Neufchâtel cheese is a type of French cheese, named after a village in Northeast France where it is commonly produced. For American consumers, the term “Neufchâtel” can be a bit confusing, as American cheese producers use “Neufchâtel” to describe a type of low fat cream cheese which is dramatically different from true French Neufchâtel cheese. French Neufchâtel is often available at fine cheese shops and large markets, and it can sometimes be obtained through specialty importers as well.
Food historians believe that Neufchâtel is one of the oldest French cheeses, with production in the Normandy region dating back to around the sixth century CE. This cheese comes in two forms: an unripened creamy form, and a ripened grainy version.

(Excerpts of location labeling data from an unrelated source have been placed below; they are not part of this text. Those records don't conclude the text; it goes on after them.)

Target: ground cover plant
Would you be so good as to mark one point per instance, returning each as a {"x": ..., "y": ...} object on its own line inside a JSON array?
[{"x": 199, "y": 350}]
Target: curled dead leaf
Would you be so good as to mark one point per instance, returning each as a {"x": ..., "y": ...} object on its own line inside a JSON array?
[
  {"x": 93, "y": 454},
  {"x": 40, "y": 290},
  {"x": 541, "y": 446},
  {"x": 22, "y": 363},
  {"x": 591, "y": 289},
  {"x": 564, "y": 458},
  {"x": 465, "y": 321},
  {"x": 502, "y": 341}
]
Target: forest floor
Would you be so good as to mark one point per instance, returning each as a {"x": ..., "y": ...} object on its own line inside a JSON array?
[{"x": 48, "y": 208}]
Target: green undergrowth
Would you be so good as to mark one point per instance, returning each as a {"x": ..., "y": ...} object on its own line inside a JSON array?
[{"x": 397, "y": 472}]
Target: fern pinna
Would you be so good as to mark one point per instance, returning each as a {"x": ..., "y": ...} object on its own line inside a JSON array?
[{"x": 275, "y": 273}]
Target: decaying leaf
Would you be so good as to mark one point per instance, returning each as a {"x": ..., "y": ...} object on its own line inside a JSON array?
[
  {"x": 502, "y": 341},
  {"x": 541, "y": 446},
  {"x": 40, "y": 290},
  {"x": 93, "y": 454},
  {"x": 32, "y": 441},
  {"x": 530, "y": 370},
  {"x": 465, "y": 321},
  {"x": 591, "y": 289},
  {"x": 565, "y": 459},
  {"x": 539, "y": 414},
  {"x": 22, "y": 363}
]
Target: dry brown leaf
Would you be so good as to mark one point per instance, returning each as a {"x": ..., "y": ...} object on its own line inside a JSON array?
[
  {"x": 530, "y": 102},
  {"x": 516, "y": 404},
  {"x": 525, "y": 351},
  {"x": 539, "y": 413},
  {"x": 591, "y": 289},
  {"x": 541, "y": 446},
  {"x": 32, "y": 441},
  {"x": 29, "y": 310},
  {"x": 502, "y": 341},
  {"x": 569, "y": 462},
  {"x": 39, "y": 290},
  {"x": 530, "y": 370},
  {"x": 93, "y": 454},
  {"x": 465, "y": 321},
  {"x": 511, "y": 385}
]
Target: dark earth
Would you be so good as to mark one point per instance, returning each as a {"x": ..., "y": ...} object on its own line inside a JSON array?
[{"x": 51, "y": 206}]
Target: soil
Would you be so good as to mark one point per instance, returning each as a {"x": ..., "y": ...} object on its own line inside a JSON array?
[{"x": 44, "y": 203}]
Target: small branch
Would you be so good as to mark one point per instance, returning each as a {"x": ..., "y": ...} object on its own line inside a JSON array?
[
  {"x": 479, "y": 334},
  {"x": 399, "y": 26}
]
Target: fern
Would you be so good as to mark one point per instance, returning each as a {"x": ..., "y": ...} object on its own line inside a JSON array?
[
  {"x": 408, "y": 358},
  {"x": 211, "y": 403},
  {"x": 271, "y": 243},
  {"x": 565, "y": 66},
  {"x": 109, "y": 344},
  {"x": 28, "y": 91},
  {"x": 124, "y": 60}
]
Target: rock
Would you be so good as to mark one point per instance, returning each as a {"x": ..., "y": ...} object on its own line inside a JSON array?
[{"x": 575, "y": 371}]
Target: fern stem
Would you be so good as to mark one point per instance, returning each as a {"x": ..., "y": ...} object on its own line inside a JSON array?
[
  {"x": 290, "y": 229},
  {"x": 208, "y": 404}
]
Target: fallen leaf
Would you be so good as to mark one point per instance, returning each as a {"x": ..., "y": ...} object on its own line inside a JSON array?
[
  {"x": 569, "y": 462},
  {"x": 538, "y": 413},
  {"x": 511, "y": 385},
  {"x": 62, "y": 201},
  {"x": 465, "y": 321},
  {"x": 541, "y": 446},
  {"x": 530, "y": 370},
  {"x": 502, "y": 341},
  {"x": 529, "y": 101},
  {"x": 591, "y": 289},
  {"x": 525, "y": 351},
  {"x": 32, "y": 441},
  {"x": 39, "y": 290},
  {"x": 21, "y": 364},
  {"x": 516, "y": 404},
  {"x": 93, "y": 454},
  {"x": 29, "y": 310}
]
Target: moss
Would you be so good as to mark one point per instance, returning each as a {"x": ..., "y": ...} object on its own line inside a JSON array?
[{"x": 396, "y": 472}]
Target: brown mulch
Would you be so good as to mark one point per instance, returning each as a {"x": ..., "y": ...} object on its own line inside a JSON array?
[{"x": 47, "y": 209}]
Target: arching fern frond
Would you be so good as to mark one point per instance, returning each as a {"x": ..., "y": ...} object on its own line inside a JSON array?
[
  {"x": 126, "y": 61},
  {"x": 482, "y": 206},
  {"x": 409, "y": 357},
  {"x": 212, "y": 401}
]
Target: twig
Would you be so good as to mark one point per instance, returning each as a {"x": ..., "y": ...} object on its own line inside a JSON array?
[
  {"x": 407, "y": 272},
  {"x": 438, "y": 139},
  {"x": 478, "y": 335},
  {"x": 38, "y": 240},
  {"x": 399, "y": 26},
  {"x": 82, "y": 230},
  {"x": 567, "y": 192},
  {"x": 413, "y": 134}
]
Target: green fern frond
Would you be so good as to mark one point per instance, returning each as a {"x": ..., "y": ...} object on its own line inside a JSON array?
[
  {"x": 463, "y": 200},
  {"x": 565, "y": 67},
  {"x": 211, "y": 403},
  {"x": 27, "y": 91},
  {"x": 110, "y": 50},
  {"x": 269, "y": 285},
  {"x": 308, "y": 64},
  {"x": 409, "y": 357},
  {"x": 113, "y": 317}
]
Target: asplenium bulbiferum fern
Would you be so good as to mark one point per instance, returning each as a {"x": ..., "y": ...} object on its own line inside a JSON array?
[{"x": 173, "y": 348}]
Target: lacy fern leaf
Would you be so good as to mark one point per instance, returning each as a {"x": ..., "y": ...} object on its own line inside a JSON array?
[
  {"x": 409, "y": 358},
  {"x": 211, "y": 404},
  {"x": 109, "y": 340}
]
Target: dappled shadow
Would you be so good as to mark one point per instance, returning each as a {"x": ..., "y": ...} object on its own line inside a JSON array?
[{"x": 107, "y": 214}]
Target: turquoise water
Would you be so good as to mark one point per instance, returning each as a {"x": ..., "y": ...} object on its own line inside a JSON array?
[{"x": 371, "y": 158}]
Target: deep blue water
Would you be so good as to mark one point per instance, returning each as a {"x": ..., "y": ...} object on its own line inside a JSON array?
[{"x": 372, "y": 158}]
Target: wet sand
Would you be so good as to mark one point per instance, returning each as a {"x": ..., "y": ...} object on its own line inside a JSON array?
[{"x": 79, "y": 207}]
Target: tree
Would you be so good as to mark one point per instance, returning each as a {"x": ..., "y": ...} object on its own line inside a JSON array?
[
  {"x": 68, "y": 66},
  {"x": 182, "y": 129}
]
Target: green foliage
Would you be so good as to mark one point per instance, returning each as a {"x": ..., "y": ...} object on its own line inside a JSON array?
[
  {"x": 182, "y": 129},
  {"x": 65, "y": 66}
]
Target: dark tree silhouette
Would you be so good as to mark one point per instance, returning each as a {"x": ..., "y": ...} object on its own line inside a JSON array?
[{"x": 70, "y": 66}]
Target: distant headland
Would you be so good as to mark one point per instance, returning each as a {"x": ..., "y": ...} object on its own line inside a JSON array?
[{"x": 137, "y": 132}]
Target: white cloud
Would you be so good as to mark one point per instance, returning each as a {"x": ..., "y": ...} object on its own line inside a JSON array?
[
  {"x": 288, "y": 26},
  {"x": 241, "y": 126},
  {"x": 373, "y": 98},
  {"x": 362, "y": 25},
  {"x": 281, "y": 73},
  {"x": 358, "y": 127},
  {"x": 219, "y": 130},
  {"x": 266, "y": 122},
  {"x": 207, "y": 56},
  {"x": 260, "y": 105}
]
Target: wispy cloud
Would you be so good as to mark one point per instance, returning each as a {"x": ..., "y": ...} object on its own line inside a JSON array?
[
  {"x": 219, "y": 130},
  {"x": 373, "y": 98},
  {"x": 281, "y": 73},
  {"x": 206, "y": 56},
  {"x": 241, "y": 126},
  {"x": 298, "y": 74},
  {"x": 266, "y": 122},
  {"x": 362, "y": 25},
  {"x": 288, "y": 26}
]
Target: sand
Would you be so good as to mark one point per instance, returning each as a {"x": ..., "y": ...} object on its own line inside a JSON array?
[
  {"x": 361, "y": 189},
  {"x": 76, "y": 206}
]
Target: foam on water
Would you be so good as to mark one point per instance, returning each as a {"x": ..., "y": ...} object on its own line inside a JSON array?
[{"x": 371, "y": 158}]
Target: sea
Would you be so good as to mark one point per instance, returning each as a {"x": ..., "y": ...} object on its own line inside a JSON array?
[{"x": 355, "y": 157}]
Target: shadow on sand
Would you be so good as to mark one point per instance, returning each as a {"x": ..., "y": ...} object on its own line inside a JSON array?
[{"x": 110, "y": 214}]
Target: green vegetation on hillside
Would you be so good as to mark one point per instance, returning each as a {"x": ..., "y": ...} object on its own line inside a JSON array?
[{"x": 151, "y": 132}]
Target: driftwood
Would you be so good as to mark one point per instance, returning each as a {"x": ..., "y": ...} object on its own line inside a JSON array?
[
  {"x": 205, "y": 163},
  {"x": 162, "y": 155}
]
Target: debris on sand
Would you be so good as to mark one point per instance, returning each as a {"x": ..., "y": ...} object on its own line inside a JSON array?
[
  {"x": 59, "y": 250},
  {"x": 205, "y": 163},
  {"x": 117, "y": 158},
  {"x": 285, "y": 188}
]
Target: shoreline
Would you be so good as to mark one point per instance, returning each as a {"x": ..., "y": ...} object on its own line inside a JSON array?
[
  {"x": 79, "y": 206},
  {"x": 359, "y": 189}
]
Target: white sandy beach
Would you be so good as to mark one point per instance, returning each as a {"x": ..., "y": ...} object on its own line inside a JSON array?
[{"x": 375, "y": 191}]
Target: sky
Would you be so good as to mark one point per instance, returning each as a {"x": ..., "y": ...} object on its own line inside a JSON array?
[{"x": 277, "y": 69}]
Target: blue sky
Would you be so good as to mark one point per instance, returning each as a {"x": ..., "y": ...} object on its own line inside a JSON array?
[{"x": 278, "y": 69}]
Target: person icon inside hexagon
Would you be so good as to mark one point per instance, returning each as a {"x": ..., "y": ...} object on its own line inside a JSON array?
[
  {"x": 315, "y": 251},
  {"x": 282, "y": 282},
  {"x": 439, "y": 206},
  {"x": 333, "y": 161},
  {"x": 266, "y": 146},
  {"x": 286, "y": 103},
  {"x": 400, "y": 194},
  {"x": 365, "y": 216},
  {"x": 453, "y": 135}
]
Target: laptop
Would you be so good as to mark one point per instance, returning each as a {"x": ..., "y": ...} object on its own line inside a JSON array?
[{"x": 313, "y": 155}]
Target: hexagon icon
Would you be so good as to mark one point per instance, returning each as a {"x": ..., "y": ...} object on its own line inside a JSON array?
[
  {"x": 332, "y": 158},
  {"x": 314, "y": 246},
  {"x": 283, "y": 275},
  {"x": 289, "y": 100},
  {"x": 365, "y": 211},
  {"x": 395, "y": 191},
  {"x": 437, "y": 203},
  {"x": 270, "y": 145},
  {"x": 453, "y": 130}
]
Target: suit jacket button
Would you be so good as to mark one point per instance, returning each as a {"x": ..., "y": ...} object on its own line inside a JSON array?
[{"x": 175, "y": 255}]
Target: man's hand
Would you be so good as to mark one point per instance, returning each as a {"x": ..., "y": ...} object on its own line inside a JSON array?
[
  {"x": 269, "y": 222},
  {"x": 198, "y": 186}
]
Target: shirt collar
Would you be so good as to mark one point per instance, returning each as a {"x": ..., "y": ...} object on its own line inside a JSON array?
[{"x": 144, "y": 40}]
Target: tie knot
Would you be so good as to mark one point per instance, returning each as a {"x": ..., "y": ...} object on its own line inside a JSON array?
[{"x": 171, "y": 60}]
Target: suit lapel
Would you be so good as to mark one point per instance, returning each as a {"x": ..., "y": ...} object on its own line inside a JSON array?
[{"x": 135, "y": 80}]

It can be used in a variety of dishes, ranging from cheesecake to salads, and it is very popular in many parts of Europe. Many Americans see Neufchâtel cheese in the fresh form, labeled as “farmer's cheese.”
In unripened form, Neufchâtel cheese is snow-white, soft, and very spreadable, with a hint of crumble. As the cheese ripens, it becomes more pungent, develops a soft rind, and turns more crumbly. The rind resembles that of Brie and other famous French soft cheeses, being soft and dry with a slightly velvety texture, and it is perfectly edible. Classically, Neufchâtel cheese is molded in the shape of a heart, although the cheese also comes in bricks and logs.
Aging for Neufchâtel cheese generally takes around eight weeks. The aged cheese can be spread on breads, included in various recipes, and set out on cheese platters with other cheeses. The slightly granular texture of the aged cheese is quite distinctive, and for some people it is a bit unexpected, but it can be quite enjoyable. Fresh Neufchâtel cheese can be used in recipes which call for soft cheeses, and it can also be spread on breads, used in desserts, and crumbled over salads.
According to popular legend, American cream cheese was developed by a cheesemaker who was actually trying to make Neufchâtel cheese. The result of the cheesemaking process was a much softer, silkier fresh cheese, and the cheesemaker realized that it could be ideally suited as a soft spreadable cheese. Cream cheese is designed to be consumed fresh, and it is typically not molded and aged in the Neufchâtel style. Cream cheese labeled as “Neufchâtel” is lower in fat than regular cream cheese, with a softer texture and a very high moisture content.